Roman antiquities to star at Ancient Resource Auctions April 6
MONTROSE, Calif. – A Roman marble bust of the deity Serapis from the first to third century and a lovely Roman bronze lion mask door knocker from the same period are just two highlights in an online-only Antiquities Discovery Sale on Saturday, April 6, at 9 a.m. Pacific time by Ancient Resource Auctions. Bid absentee or live online through LiveAuctioneers.
The sale will feature a fantastic selection of authentic, museum-quality items from various Roman, Greek, Egyptian, Near Eastern and Pre-Columbian cultures, plus other ethnographic and antique items at price points certain to please.

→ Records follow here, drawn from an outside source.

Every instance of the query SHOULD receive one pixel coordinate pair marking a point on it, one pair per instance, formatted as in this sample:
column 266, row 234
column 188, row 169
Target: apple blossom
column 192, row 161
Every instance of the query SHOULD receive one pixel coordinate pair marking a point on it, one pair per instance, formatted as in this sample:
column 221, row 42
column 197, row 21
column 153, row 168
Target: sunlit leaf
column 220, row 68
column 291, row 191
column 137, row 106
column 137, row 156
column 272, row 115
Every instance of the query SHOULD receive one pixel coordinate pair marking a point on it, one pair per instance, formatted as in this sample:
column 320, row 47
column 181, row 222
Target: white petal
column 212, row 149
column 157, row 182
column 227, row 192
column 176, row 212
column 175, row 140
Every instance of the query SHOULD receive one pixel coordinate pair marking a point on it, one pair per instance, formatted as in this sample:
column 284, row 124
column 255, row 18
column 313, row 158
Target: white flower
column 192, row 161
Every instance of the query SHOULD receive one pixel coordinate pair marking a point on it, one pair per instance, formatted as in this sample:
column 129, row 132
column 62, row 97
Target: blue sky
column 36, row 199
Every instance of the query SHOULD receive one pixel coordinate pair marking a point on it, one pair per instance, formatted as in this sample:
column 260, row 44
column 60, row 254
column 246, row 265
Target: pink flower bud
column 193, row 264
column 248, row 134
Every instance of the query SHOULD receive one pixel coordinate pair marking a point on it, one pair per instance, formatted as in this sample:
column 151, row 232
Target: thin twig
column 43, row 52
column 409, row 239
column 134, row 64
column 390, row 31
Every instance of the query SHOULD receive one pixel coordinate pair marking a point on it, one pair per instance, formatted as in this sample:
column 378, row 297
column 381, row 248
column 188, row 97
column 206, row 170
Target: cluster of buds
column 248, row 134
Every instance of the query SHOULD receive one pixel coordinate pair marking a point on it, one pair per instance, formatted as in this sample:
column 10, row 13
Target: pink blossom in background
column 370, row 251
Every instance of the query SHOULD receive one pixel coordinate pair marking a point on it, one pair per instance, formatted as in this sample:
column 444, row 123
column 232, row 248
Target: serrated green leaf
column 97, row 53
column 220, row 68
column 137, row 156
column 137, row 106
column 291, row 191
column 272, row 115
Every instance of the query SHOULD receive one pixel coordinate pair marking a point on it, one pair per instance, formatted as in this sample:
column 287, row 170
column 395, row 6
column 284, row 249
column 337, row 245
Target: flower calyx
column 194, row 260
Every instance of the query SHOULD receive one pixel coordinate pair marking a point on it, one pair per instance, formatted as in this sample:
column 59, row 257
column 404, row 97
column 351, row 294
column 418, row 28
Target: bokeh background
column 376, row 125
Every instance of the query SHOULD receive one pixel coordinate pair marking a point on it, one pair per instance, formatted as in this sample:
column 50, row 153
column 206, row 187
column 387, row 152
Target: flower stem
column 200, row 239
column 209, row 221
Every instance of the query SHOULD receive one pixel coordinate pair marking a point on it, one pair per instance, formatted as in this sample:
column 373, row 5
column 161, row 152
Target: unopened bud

The Roman bronze lion mask door knocker is nicely detailed and patinated. It’s an attractive example of a decorative door device that persists to this day. They’re enormously popular in the UK, where the Prime Minister maintains one. The one in the sale should bring $1,000-$1,500.
The Roman marble bust of Serapis depicts the deity robed with a heavy beard, a modius atop his head. His features are carved with narrow eyes, a wide flat nose and pursed lips. The bust stands a little more than 6 inches tall. It’s an interesting piece that carries an estimate of $1,500-$2,500.
Another lot to watch is the handsome Egyptian alabaster jar (Ptolemaic, circa second to first century B.C.). Well-carved in semitranslucent stone, the 6-inch-tall jar features a body tapered to a flattened foot, short wide-rim neck and two vertical lug handles. It’s estimated at $1,200-$2,000.
A Byzantine, or early Fatimid period, yellow-green glass bowl, circa ninth-tenth century, 4 inches in diameter and of solid construction, with the glass translucent with beautiful color and the interior having a lovely, multicolored iridescence, should realize $700-$1,000, while a Roman pale yellow glass bottle, Eastern Mediterranean and dating to the fourth-fifth century, an attractive type with an ovoid body on a flared foot, carries an estimate of $450-$600.
A fantastic 21K yellow gold scarab bracelet, handsomely constructed with seven Egyptian steatite scarabs of similar size and shape, all but one from the New Kingdom (1570-1075 B.C.), including a sphinx, a crocodile and a lion, should make $600-$900. Also, a nice Near Eastern bronze dagger (circa 1200-800 B.C.), with the handle and blade cast as one piece, about 13½ inches in length and a well-preserved example, is expected to change hands for $600-$800.
A late Hellenistic terracotta figure of a robed woman, circa first century B.C., 9 inches tall, with the subject depicted with one knee raised up and wearing an attractive and interesting headdress, is estimated to fetch $450-$800. Also, an Egyptian bronze mummiform figure of Osiris, Egyptian Lord of the Underworld, dating to the Late Period (circa 664-332 B.C.), depicted wearing an Atef crown with uraeus and false beard, its arms folded at the chest, carries an estimate of $400-$700.